This is a very interesting collection, mixing the well known with the less well known and giving us performances well and less well known, covering a period of fifty years. Starting with a brazen performance of the Scythian Suite from Rattle in Birmingham, this sizzles in every bar and it’s great fun. Rattle doesn’t hold back and plays this for all it is worth. It was good to hear this because, shame on me, I’d forgotten what good work Rattle did with the Birmingham Orchestra, and this is a most welcome reminder. The recording captures the large orchestra well and allows the music a very wide dynamic range. 

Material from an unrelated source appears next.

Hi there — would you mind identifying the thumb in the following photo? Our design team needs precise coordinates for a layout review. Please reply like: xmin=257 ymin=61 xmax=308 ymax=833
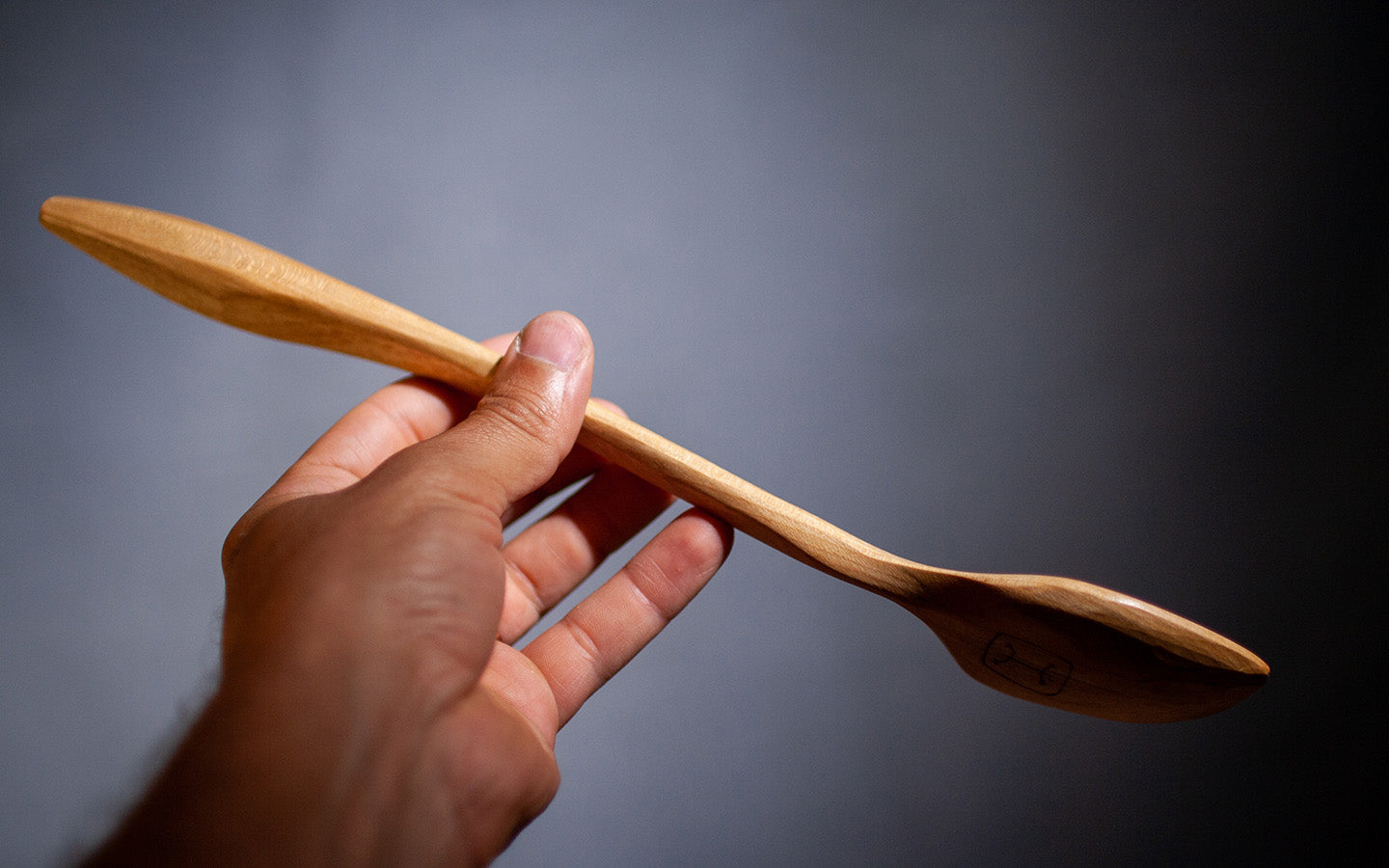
xmin=438 ymin=312 xmax=593 ymax=514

Martha Argerich is one of the most exciting pianists around today and this performance of the early 1st Concerto is a real winner. She moulds the big opening tune well, then lets loose a torrent of notes, playing with real gusto. The slow movement is dreamy and gentle with a finely built climax, and the finale races away in high spirits, the big tune bringing it to a thrilling end. Dutoit and the Orchestre Symphonique de Montral give solid support. 

When I first heard the 1st Violin Concerto, which must be some forty years ago, the work was still considered quite modern – Prokofiev’s spiky music causing quite a stir. These days, every violinist plays the two violin concertos and they have entered the repertoire – so much so that this 1st Concerto now seems to be a very romantic work. And that’s how Zimmermann plays the piece, lyricism to the fore, making it a very mainstream work. This is a most enjoyable performance and he’s given a fine accompaniment by the Berlin Philharmonic. 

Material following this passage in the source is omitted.